= Seaway Trail Discovery Center =

The Seaway Trail Discovery Center is a museum located in Sackets Harbor, New York that offers a wide range of exhibits about the culture and heritage of the Great Lakes Seaway Trail and surrounding regions. The Seaway Trail is a 504 mi National Scenic Byway in the United States, mostly in New York but with a small segment in Pennsylvania.

The museum is located in the historic Union Hotel and was opened in July 2000 by the New York State Office of Parks, Recreation and Preservation to provide visitors with an overview of the Seaway Trail, the State's only scenic byway. It includes exhibits on the history, architecture and natural resources of St. Lawrence, Jefferson, Oswego, Cayuga, Wayne, Monroe, Orleans, Niagara, Erie and Chautauqua counties, those that surround the Great Lakes. The center's exhibits also focused on the region's 27 historic lighthouses, local battles during the War of 1812, and famous residents including: Susan B. Anthony, Frederic Remington and George Eastman.

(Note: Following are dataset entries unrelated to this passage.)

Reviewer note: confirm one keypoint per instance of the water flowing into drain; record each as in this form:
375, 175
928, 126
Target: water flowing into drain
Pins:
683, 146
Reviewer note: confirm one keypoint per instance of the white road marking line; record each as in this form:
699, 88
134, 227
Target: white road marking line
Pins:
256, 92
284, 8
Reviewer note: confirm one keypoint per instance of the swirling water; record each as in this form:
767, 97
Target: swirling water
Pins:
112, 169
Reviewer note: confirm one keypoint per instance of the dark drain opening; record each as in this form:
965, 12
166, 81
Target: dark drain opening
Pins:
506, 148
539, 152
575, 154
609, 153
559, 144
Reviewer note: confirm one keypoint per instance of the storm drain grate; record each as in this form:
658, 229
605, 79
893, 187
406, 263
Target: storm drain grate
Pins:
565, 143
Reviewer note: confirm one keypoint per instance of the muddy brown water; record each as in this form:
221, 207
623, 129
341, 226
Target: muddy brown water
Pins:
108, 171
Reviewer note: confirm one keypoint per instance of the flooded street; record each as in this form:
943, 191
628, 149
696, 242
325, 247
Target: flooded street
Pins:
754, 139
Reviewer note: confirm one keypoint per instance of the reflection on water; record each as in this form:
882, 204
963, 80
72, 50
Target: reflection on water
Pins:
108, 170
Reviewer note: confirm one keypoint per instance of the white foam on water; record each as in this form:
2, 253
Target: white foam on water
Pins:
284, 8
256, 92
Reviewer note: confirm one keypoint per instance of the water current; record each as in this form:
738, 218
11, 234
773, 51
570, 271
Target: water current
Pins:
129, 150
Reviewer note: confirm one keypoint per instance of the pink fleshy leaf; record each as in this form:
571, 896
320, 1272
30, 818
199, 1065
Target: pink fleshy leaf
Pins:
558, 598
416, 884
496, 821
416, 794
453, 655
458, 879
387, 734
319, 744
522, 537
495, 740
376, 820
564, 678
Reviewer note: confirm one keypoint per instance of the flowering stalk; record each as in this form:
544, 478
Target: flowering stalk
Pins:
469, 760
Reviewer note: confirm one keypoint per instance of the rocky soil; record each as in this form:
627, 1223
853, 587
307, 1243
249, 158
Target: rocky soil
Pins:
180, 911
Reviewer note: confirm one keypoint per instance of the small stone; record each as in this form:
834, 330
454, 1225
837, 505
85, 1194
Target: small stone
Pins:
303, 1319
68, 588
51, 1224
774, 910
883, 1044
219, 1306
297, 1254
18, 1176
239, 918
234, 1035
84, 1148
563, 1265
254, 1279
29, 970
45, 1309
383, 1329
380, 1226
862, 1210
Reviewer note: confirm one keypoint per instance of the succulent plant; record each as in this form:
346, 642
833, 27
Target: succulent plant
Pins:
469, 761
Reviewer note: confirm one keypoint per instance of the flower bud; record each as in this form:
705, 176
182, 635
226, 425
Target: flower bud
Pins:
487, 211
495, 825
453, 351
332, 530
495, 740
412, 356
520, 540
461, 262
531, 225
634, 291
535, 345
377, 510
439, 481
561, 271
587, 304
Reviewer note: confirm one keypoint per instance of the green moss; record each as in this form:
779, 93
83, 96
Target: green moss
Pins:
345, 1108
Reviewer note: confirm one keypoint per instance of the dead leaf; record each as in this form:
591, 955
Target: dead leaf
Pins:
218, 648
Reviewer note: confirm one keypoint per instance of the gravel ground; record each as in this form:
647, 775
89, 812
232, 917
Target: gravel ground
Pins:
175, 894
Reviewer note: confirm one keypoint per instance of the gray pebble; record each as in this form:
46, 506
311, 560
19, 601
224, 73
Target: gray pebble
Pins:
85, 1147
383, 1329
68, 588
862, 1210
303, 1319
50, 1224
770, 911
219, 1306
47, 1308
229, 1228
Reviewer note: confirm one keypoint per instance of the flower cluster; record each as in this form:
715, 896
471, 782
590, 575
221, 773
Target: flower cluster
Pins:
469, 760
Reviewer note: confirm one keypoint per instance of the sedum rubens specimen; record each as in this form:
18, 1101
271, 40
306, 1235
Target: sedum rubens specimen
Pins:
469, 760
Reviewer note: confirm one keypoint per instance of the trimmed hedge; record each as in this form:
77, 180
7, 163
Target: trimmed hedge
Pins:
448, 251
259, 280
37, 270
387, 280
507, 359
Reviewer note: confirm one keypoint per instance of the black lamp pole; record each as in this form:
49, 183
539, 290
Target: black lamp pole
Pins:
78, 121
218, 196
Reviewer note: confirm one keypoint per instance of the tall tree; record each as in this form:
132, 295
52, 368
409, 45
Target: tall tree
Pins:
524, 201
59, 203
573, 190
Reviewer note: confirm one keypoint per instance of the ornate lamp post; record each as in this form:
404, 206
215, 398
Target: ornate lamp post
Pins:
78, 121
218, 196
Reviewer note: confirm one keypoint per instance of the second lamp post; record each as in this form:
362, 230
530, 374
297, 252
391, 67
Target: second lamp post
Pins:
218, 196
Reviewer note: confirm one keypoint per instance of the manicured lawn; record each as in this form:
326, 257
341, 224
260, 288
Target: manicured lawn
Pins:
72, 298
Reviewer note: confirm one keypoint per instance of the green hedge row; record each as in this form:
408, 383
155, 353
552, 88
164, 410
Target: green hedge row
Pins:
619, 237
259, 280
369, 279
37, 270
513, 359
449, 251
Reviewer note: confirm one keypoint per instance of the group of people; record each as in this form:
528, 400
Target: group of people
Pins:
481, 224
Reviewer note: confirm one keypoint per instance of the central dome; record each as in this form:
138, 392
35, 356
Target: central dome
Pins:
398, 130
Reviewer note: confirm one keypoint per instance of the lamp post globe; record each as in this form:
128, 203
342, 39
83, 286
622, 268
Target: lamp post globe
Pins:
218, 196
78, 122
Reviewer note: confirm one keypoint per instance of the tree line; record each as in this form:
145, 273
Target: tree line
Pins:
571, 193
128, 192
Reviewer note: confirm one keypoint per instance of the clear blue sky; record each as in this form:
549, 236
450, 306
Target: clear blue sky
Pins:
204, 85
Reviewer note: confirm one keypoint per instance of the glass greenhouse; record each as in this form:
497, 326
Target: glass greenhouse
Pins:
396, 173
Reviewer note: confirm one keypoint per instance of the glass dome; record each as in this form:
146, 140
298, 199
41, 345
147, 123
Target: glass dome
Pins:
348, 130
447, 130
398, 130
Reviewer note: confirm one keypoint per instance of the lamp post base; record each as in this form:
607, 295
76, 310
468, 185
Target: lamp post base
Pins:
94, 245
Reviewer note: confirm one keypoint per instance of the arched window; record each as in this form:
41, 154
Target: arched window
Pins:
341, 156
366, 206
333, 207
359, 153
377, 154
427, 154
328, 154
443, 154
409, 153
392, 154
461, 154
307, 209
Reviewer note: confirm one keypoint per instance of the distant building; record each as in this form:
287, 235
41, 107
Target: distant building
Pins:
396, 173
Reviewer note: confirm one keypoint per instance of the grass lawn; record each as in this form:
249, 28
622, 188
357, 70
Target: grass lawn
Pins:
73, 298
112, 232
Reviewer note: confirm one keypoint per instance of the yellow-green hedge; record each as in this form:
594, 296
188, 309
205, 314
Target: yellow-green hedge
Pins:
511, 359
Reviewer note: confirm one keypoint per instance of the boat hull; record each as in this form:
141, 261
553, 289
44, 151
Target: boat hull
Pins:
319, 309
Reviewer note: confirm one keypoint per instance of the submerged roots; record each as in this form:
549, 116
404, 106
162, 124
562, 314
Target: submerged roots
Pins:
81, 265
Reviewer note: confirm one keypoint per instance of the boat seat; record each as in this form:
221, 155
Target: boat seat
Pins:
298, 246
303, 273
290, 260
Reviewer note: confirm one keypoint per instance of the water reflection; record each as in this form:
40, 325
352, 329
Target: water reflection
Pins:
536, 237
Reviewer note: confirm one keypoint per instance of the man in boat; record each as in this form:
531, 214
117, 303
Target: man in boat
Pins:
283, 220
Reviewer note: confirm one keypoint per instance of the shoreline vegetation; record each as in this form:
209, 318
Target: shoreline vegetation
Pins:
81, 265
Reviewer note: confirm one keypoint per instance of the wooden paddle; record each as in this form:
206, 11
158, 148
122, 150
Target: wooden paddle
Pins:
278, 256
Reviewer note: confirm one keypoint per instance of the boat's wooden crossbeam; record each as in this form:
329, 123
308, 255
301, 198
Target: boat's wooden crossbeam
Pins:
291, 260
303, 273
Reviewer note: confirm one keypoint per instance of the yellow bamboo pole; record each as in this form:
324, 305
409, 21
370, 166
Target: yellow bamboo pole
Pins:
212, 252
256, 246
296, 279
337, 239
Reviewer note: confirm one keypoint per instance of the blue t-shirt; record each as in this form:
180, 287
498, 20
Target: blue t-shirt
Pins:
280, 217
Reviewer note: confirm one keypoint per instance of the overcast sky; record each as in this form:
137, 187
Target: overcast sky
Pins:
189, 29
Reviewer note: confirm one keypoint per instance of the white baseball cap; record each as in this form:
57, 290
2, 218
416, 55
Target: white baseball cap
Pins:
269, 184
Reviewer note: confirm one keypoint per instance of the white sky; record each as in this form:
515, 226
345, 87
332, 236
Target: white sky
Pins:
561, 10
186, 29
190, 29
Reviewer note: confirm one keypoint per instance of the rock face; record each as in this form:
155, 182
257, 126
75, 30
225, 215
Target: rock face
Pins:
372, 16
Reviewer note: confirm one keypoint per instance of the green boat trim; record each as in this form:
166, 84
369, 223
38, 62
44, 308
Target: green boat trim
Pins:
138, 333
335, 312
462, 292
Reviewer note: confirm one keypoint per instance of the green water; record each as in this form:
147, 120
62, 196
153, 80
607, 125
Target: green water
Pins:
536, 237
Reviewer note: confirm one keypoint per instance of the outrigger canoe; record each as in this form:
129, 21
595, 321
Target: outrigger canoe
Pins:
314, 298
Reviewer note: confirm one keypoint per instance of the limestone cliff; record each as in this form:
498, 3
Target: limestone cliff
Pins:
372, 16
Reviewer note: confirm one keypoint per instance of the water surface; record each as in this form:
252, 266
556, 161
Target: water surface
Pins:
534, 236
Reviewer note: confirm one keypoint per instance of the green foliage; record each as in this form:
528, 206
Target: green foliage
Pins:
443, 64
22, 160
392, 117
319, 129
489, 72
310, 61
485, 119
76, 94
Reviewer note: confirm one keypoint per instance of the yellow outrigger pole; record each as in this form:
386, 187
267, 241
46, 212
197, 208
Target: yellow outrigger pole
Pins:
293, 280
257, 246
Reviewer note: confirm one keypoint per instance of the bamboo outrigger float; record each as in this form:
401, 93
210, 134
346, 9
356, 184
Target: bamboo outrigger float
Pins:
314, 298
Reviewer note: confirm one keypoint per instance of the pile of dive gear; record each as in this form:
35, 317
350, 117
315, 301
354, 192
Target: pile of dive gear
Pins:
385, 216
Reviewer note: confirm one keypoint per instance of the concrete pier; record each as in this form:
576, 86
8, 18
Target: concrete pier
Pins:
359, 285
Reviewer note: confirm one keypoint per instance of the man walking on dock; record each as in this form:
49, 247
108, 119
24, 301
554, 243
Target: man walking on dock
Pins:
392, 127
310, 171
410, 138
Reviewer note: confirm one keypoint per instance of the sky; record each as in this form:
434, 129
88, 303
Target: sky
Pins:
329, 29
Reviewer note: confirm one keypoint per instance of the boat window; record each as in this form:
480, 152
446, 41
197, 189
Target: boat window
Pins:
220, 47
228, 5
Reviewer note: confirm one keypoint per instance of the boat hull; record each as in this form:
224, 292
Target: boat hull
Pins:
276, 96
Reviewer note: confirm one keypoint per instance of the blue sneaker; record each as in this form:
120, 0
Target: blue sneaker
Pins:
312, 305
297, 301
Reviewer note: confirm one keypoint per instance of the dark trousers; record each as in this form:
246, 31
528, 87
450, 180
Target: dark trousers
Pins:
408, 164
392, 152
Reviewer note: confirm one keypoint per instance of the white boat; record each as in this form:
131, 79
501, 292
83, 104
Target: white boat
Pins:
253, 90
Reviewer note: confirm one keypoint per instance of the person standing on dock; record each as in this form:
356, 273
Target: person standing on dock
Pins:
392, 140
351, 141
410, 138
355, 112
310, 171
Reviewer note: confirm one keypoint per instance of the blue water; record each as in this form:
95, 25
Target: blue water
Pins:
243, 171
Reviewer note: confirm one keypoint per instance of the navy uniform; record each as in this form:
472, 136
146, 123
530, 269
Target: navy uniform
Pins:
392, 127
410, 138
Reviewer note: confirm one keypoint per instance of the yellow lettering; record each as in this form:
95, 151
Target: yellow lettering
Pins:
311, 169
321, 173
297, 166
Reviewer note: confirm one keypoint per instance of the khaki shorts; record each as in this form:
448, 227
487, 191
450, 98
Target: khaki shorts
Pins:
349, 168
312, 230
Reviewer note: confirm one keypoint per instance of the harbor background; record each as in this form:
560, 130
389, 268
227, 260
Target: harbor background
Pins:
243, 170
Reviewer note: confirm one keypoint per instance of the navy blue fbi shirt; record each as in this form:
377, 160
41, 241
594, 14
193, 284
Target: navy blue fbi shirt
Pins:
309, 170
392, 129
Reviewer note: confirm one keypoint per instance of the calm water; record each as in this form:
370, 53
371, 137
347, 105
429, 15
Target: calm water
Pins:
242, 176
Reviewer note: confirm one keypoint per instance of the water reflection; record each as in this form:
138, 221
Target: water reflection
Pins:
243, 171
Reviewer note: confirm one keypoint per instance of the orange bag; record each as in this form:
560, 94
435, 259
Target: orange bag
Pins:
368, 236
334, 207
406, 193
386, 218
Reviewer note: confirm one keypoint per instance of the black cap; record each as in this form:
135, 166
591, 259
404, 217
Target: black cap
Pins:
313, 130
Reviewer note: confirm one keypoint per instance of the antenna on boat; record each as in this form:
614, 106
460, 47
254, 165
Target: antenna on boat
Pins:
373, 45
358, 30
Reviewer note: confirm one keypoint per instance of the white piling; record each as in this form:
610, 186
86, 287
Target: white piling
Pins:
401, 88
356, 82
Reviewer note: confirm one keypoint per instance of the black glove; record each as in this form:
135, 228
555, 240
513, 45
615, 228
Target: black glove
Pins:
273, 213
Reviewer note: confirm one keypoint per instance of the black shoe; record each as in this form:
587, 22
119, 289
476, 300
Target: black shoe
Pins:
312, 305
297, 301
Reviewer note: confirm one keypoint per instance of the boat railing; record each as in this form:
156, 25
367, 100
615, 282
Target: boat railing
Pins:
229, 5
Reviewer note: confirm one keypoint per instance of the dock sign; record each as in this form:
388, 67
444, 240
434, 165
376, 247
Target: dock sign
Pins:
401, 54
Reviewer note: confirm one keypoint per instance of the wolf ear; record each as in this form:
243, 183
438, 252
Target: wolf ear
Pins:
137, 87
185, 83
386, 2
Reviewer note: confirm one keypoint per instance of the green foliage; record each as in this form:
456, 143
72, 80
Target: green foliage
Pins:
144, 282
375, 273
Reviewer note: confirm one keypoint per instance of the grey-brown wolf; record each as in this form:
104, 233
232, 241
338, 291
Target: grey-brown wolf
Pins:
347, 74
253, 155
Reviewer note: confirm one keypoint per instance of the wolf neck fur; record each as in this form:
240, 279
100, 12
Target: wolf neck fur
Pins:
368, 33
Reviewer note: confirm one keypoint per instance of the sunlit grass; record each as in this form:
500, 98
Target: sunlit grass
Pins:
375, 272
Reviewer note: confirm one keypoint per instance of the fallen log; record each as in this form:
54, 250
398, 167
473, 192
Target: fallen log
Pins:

In addition to historical exhibits, the center also features exhibits and lectures with content that applies to the daily lives and residents of the region. Its work is believed to contribute to providing visitors with a greater understanding of how its agricultural heritage shaped the region and allow residents to understand how heritage tourism can help develop and grow the region.